Allí estaba el, asomado a la ventana, fumándose el ultimo cigarrillo del día, la vio entrar como cada noche a la misma hora, ella empezó a desnudarse como hacia por costumbre, y como el solía hacer aparto la mirada, ya que le parecía un momento demasiado intimo para espiarla tan descaradamente, aunque ella nunca se preocupara de cerrar las cortinas. Era muy tarde, y tan solo su luz estaba encendida en el edificio de enfrente.
Eran vecinos desde hacia años, se cruzaban habitualmente, en el paso de cebra, en la cola del súper, en el autobús, en el metro, el siempre la miraba disimuladamente, ella era realmente bonita. Aquella noche no pudo evitar girar la cabeza hacia su ventana, la vio quitarse cada una de las prendas que llevaba encima, desnuda era aun mas bonita de lo que el habría imaginado, pero para su sorpresa no sintió una atracción física, sino que no pudo evitar preguntarse que abría debajo de todo aquello, se imagino como seria su alma, que pasaría por su cabeza en aquel momento, deseo conocerla mas alla de ese llamativo cuerpo, asombrado por su reacción alejo su mirada de la ventana antes de que ella desapareciera del salón.
En el resto de la calle tan solo unas pocas luces permanecían encendidas, la mayoría eran las de las farolas que iluminaban interrumpidamente la calle, se quedo observando un punto fijo de luz, en ese mismo momento un gato negro lo cruzo rápidamente, sintió un escalofrío.
Busco otra luz a la que mirar y se encontró con la luna, miro a su alrededor buscando alguna estrella pero allí en medio de la ciudad era imposible vislumbrar alguna. Volvió a sentir un escalofrío, pensó que debía sentirse muy sola, allí en la inmensidad del cielo no tenía nadie alrededor, aunque entonces callo en la cuenta de que en realidad eran muchas las estrellas que la rodeaban solo que desde allí no las alcanzaba a ver, se pregunto si ella podría verlas o si debido a la contaminación habría momentos, o días o mas bien noches en que no consiguiera ver ninguna de las que la acompañaban allí en el cielo.

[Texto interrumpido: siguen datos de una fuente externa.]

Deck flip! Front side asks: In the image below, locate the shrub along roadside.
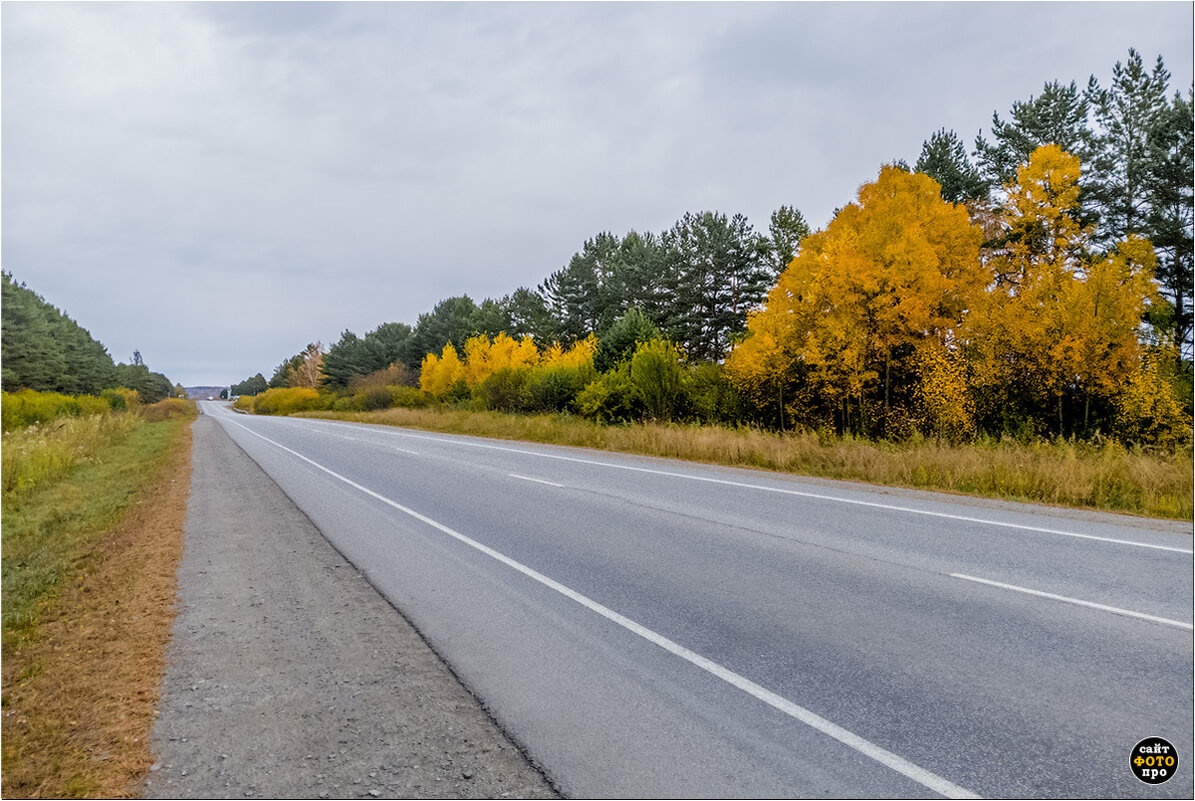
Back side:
[293,408,1195,520]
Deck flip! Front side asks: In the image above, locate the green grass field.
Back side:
[300,408,1195,520]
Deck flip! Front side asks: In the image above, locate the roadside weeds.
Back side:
[2,416,192,797]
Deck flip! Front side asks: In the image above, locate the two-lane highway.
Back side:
[202,403,1195,797]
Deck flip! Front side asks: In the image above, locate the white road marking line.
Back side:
[303,434,419,457]
[301,421,1195,554]
[950,573,1195,631]
[228,420,980,799]
[507,472,564,489]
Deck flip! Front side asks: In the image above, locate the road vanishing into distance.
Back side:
[201,403,1195,799]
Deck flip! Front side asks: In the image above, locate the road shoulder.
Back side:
[143,415,556,797]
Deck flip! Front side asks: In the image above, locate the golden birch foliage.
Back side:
[998,145,1091,283]
[464,332,539,387]
[1116,348,1191,448]
[964,145,1157,424]
[727,167,989,425]
[541,334,598,369]
[917,342,975,442]
[419,342,465,397]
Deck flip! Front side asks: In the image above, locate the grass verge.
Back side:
[0,406,194,797]
[299,409,1195,520]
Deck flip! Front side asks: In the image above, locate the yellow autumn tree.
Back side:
[727,166,991,433]
[464,332,539,387]
[541,334,598,368]
[963,145,1157,433]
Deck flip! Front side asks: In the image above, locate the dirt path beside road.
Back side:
[143,415,557,799]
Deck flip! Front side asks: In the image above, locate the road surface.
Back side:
[201,403,1195,797]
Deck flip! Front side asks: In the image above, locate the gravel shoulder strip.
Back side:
[142,415,558,799]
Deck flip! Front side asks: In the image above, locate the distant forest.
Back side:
[0,273,173,403]
[232,50,1195,446]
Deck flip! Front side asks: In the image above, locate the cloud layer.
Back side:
[0,2,1191,384]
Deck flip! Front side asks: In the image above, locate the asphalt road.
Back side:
[201,403,1195,797]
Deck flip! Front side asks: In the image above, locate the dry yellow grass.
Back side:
[304,409,1195,520]
[2,420,191,797]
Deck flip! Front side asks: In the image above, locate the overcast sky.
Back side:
[0,1,1193,385]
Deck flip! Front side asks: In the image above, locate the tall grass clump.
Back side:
[0,406,143,505]
[253,386,327,415]
[301,406,1195,520]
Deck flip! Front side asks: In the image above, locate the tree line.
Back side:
[233,50,1193,442]
[0,273,174,403]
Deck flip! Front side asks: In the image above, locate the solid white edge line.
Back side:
[950,573,1195,631]
[306,418,1195,554]
[507,472,564,489]
[228,420,981,799]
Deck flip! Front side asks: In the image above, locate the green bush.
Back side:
[99,386,141,411]
[253,386,326,415]
[0,390,109,432]
[684,363,743,423]
[477,367,531,411]
[390,385,431,409]
[631,340,685,421]
[527,366,594,411]
[353,386,392,411]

Entonces pensó en el solitario gato negro que había visto hacia un momento y en como la gente le rehuiría cada vez que se cruzaran con él pensando en que les traería mala suerte, en la solitaria chica que llegaba tan tarde a casa posiblemente de trabajar, con un alma desconocida para él y un cuerpo que haría pensar a los demás que todo en ella era bonito, en la luna que todas las noches brillaba en el cielo, y volvió a sentir un escalofrío, por su propia soledad en ese mismo instante, aunque rodeado de miles de personas, el no era más que otro ser solitario en la noche.